Criteria

Both GOLD and NICE guidelines stratify exacerbations into mild, moderate, and severe, based on the management required:[1][83] Assess severity to determine where and how to treat the patient[Figure caption and citation for the preceding image starts]: Assess severity to determine where and how to treat the patientCreated by the BMJ Knowledge Centre based on GOLD and NICE guidelines [Citation ends].

In hospitalised patients, assess the severity of the exacerbation using a prognostic score, such as DECAF (Dyspnoea, Eosinopenia, Consolidation, Acidaemia, and atrial Fibrillation)[92] or BAP-65.[ BAP-65 prediction of in-hospital mortality and need for mechanical ventilation in COPD ]

  • The score will indicate which patients are likely to benefit from early intervention, such as non-invasive ventilation.

Further stratify hospitalised patients based on their clinical signs.[1] 

  • No respiratory failure 

    • Respiratory rate 20 to 30 breaths/minute.

    • No use of accessory respiratory muscles.

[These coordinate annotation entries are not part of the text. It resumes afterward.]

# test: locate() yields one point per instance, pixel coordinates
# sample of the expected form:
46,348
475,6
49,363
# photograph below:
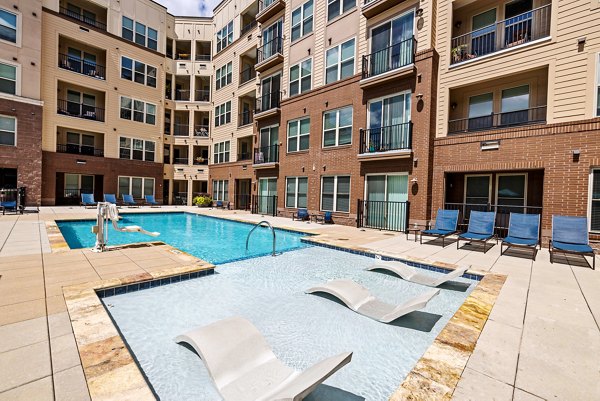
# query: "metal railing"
266,154
393,57
266,205
502,214
385,139
383,215
80,110
81,18
81,66
79,149
523,28
534,115
268,101
269,49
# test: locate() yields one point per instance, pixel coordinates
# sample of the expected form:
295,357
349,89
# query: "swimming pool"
302,329
211,239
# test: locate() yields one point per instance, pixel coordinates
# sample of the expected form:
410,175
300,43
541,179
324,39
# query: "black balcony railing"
535,115
383,215
385,139
502,214
523,28
266,154
80,66
393,57
269,49
247,74
80,110
79,149
268,101
266,205
82,18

    • No change in mental status.

    • Supplemental oxygen given via Venturi mask up to 28% to 35% inspired oxygen (FiO2) restores oxygen saturations.

      • Ensure that there is no evidence of hypercapnia before moving to higher concentrations of oxygen.

      • Perform ongoing assessment of arterial blood gas (ABG).

      • Document the FiO2 or O2 flow rate.

    • No increase in PaCO2

  • Acute respiratory failure – non-life threatening

    • Respiratory rate >30 breaths/minute.

    • Using accessory respiratory muscles.

    • No change in mental status.

    • Hypoxaemia improves when supplemental oxygen at higher concentrations is given via Venturi mask.

      • You must ensure that there is no evidence of hypercapnia before moving to higher concentrations of oxygen.

      • Perform ongoing assessment of ABGs.

      • Document the FiO2 or O2 flow rate.

    • PaCO2 increased compared with baseline or elevated approximately 6.7 kPa (50-60 mmHg).

  • Acute respiratory failure – life threatening 

    • Respiratory rate >30 breaths/minute.

    • Using accessory respiratory muscles.

    • Acute changes in mental status.

    • Hypoxaemia not improved with supplemental oxygen via Venturi mask or increased FiO2.

      • You must ensure that there is no evidence of hypercapnia before moving to higher concentrations of oxygen.

      • Perform ongoing assessment of ABGs.

      • Document the FiO2 or O2 flow rate.

    • PaCO2 increased compared with baseline or elevated approximately 8 kPa (>60 mmHg) or acidosis present.